而self.transformer是Transformer类的对象,包含一个完整的encode和decode的过程:

def forward(self, src, mask, query_embed, pos_embed):
	# flatten NxCxHxW to HWxNxC
  bs, c, h, w = src.shape
  src = src.flatten(2).permute(2, 0, 1)
  pos_embed = pos_embed.flatten(2).permute(2, 0, 1)
  query_embed = query_embed.unsqueeze(1).repeat(1, bs, 1)
  if mask is not None:
  	mask = mask.flatten(1)

  tgt = torch.zeros_like(query_embed)
  memory = self.encoder(src, src_key_padding_mask=mask, pos=pos_embed)
  hs = self.decoder(
    tgt, memory, memory_key_padding_mask=mask, pos=pos_embed, query_pos=query_embed
  )
  return hs.transpose(1, 2), memory.permute(1, 2, 0).view(bs, c, h, w)

得到hs和memory以后就可以计算概率了:

  if self.mask_classification:
    outputs_class = self.class_embed(hs)
    out = {"pred_logits": outputs_class[-1]}
  else:
    out = {}

这里的self.class_embed就是nn.Linear(hidden_dim, num_classes + 1)。注意这里取outputs_class[-1]作为red_logits是因为这里的hs实际上是前面decoder中一系列layer的输出拼接的结果(为了计算辅助损失,需要用到中间输出),所以pred_logits取的是最后一个layer输出计算得到的结果,对应到论文就是fig2中的N class predictions。

接下来的部分为:

if self.aux_loss:
  # [l, bs, queries, embed]
  mask_embed = self.mask_embed(hs)
  outputs_seg_masks = torch.einsum("lbqc,bchw->lbqhw", mask_embed, mask_features)
  out["pred_masks"] = outputs_seg_masks[-1]
  out["aux_outputs"] = self._set_aux_loss(
    outputs_class if self.mask_classification else None, outputs_seg_masks
  )
else:
  # FIXME h_boxes takes the last one computed, keep this in mind
  # [bs, queries, embed]
  mask_embed = self.mask_embed(hs[-1])
  outputs_seg_masks = torch.einsum("bqc,bchw->bqhw", mask_embed, mask_features)
  out["pred_masks"] = outputs_seg_masks

self.aux_loss为True则计算辅助损失,这里先不去管,只看else这个分支。self.mask_embed是MLP(hidden_dim, hidden_dim, mask_dim, 3),这是为了获得embedding space大小为mask_dim的N个mask embedding,这样就可以与之前算的per-pixel embeddings(也就是代码中的mask_features)计算得到N个mask了。

损失函数

有了out["pred_masks"]和out["pred_logits"]就可以进行损失函数计算了。回到MaskFormer这个类的forward函数,在训练时,计算得到outputs以后进入如下分支:

if self.training:
  # mask classification target
  if "instances" in batched_inputs[0]:
    gt_instances = [x["instances"].to(self.device) for x in batched_inputs]
    targets = self.prepare_targets(gt_instances, images)
  else:
    targets = None

    # bipartite matching-based loss
  losses = self.criterion(outputs, targets)

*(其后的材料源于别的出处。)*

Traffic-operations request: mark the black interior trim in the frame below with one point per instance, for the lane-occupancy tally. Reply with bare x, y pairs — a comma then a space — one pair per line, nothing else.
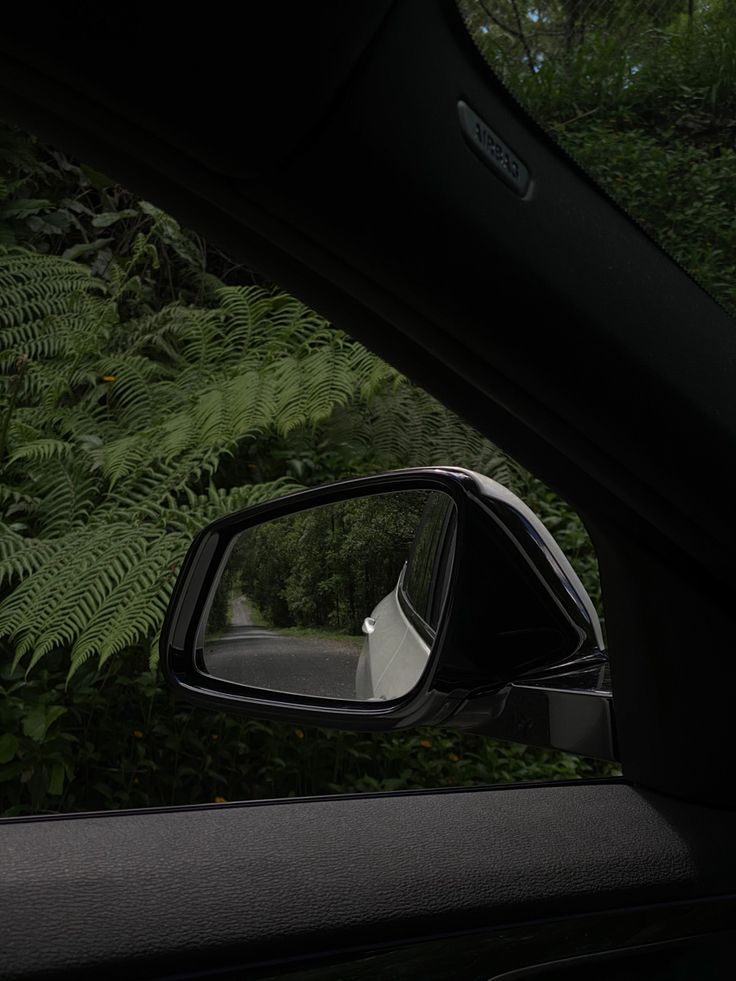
205, 889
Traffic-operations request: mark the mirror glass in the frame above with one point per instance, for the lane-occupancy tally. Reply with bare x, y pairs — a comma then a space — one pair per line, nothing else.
338, 601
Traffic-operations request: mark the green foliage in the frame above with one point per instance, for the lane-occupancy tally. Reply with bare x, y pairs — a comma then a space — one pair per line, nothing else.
643, 96
117, 739
142, 396
328, 566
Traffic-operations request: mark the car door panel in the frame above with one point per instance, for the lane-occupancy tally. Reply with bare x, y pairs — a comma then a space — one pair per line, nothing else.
239, 885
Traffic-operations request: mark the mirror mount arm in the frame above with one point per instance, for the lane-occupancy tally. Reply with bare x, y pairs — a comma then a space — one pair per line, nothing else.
572, 712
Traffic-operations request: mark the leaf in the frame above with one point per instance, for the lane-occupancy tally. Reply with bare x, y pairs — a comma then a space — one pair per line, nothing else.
8, 747
84, 248
108, 218
37, 723
56, 779
34, 724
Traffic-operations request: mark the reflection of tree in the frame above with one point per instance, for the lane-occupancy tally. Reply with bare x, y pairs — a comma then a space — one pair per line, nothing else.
329, 566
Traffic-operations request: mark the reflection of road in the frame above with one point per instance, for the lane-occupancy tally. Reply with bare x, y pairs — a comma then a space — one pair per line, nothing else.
259, 657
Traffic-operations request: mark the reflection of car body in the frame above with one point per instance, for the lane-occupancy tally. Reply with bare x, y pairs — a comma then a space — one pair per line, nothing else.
400, 631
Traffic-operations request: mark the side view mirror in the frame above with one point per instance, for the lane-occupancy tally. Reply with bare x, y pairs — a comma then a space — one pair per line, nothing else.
419, 597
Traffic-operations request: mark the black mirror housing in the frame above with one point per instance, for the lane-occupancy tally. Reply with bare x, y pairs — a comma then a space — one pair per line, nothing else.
515, 619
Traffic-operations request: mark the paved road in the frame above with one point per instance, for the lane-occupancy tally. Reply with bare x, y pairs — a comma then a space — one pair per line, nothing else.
262, 658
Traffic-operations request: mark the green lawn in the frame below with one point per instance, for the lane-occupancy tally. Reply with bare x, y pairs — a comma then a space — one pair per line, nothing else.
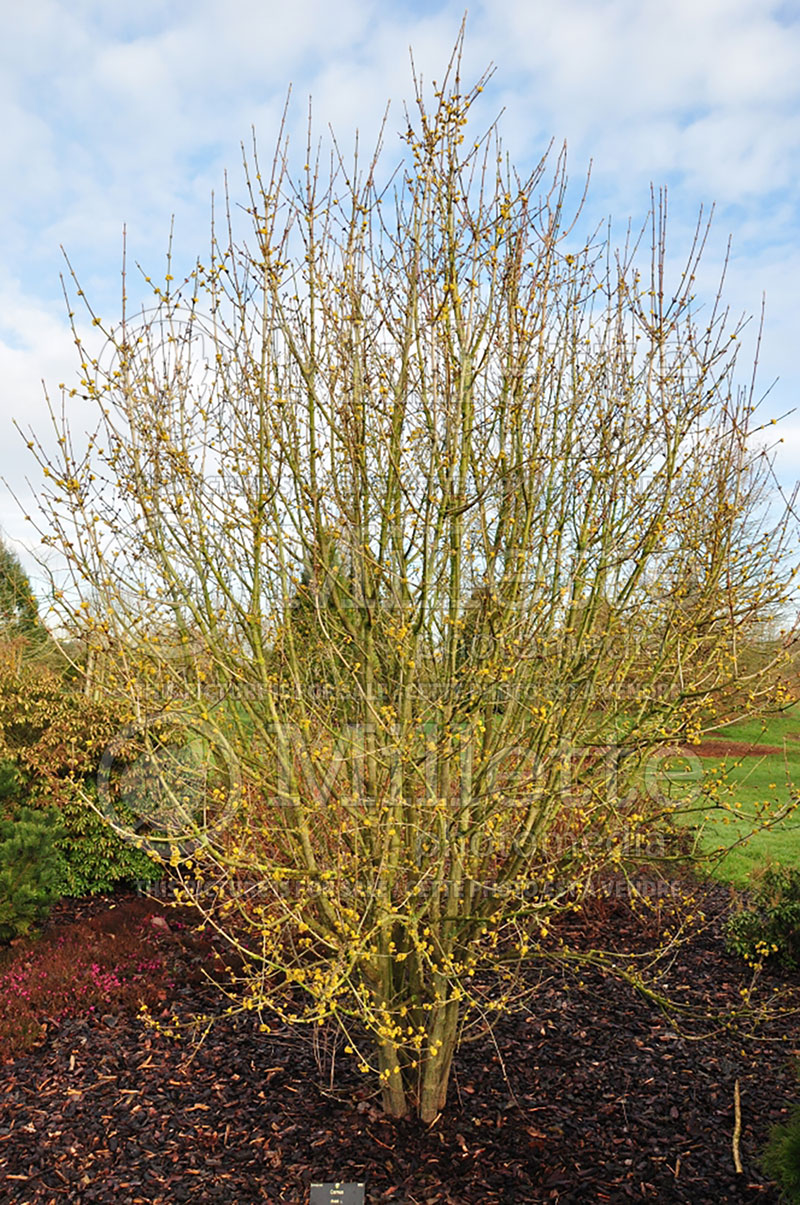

  for k in list(losses.keys()):
    if k in self.criterion.weight_dict:
      losses[k] *= self.criterion.weight_dict[k]
    else:
      # remove this loss if not specified in `weight_dict`
      losses.pop(k)

  return losses

criterion是通过SetCriterion构建的,其位于/mask_former/modeling/criterion.py。查看其forward函数:

def forward(self, outputs, targets):
  """This performs the loss computation.
        Parameters:
             outputs: dict of tensors, see the output specification of the model for the format
             targets: list of dicts, such that len(targets) == batch_size.
                      The expected keys in each dict depends on the losses applied, see each loss' doc
        """
  outputs_without_aux = {k: v for k, v in outputs.items() if k != "aux_outputs"}

  # Retrieve the matching between the outputs of the last layer and the targets
  indices = self.matcher(outputs_without_aux, targets)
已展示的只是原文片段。